Prior attempts to use composites were not readily adapted for downhole use for a variety of reasons. One example is disclosed in U.S. Pat. No. 4,752,431 wherein a member is provided in a limp condition and unrolled. The member comprises a sandwich of a cement layer between two layers that could be flexible plastic, rubber or canvas. When water or steam is circulated, the limp member assumes a cylindrical shape and the cement sets to provide rigidity to the member to form a final tube member. The application of this technology is for lining existing pipes such as those that cross under roads. A stated advantage of this technology is that the limp member can follow the contour of the land and then be hardened when pressurized with water. However, prior to the member being formed and set, the member cannot function as a member that is used to conduct fluid into a well and/or provide other functions of tubular members in a well.

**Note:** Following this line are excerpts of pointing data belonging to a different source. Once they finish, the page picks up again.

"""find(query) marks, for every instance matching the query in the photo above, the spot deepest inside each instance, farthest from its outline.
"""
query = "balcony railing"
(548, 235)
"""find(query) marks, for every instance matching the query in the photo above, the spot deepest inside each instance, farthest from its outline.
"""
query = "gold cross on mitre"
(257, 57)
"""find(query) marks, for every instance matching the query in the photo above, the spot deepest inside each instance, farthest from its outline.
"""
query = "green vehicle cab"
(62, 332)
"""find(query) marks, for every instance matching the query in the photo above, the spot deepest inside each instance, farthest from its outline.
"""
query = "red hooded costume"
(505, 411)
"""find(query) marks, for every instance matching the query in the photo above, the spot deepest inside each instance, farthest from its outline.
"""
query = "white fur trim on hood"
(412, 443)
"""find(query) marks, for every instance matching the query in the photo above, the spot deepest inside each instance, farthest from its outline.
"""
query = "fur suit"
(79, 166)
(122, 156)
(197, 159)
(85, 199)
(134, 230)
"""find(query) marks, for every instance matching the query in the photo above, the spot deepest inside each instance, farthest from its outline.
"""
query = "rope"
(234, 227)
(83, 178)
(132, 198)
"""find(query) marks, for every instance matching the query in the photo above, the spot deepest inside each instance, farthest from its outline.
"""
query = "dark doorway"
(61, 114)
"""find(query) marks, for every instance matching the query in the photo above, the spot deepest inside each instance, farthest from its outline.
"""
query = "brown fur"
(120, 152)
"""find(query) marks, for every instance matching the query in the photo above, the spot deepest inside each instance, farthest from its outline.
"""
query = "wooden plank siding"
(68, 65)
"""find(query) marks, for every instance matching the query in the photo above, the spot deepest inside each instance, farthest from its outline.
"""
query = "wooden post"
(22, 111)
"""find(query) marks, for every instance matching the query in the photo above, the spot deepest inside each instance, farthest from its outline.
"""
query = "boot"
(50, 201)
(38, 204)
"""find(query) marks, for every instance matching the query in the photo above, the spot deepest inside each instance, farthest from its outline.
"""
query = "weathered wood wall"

U.S. Pat. No. 5,634,743 uses a flexible lining that contains a curable synthetic resin in conjunction with a device advanced with the lining to apply ultrasonic energy to the leading end of the lining, as the lining is unfurled along the center of the pipe to be lined.
U.S. Pat. No. 5,925,409 teaches a multi-step procedure where a resin-containing hydrogen material is reacted with a polycarbodiimide to make a tube that can be inserted into another tube for the purpose of lining it. The inner tube is inflated to contact the outer tube and then cured in place with hot air or water, electricity, or radiation. The liner tube is inflated as opposed to expanded. A similar concept is employed in German App. No. DE 3732694 A1.
U.S. Publication No. 2001/0010781 A1 involves putting cables in a strip and then inflating a liner over the strip. The final step is to set the body with hot water in the liner or heat from cables that run through the body.
WO 93/15131 teaches a technique for lining sewer pipes and the like wherein the liner is applied followed by the application of ultrasonic energy to liberate a microencapsulated catalyst. Alternatively, iron oxide particles are incorporated in the resin and are heated by applying electromagnetic energy. No expansion is contemplated in this process. Related to this technique are U.S. Pat. Nos. 4,064,211; 4,680,066; and 4,770,562.
Elastic memory composites and their ability to be deformed on heating and to hold the deformed shape on subsequent cooling, have been described in “Developments in Elastic Memory Composite Materials for Spacecraft Deployable Structures”, IEEE (2001). These materials are disclosed as resuming their original shape when reheated. Shape memory materials and some of their uses are described in an article by Liang et al., “Investigation of Shape Memory Polymers and their Hybrid Composite”, Journal of Intelligent Materials Systems and Structures (April 1997). Also of interest is Murphey et al., “Some Micromechanics Considerations of the Folding of Rigidizable Composite Materials”, 19th AIAA Applied Aerodynamics Conference, Fluid Dynamics and Co-located Conferences https://doi.org/10.2514/6.2001-1418 (2001). Other patents of interest are U.S. Pat. Nos. 5,040,283; 5,186,215; 5,901,789; 6,752,208; 6,775,894; 7,104,317; 7,159,673; 7,478,686; 7,819,185; and 8,800,650.
Another problem with wells is that once a well is put in production, an influx of sand from the producing formation can lead to undesired fill within the wellbore and can thus damage valves and other production related equipment. Many methods have been attempted for sand control.
The present invention is directed to overcoming, or at least reducing, the effects of one or more of the problems set forth above, and can be useful in other applications as well.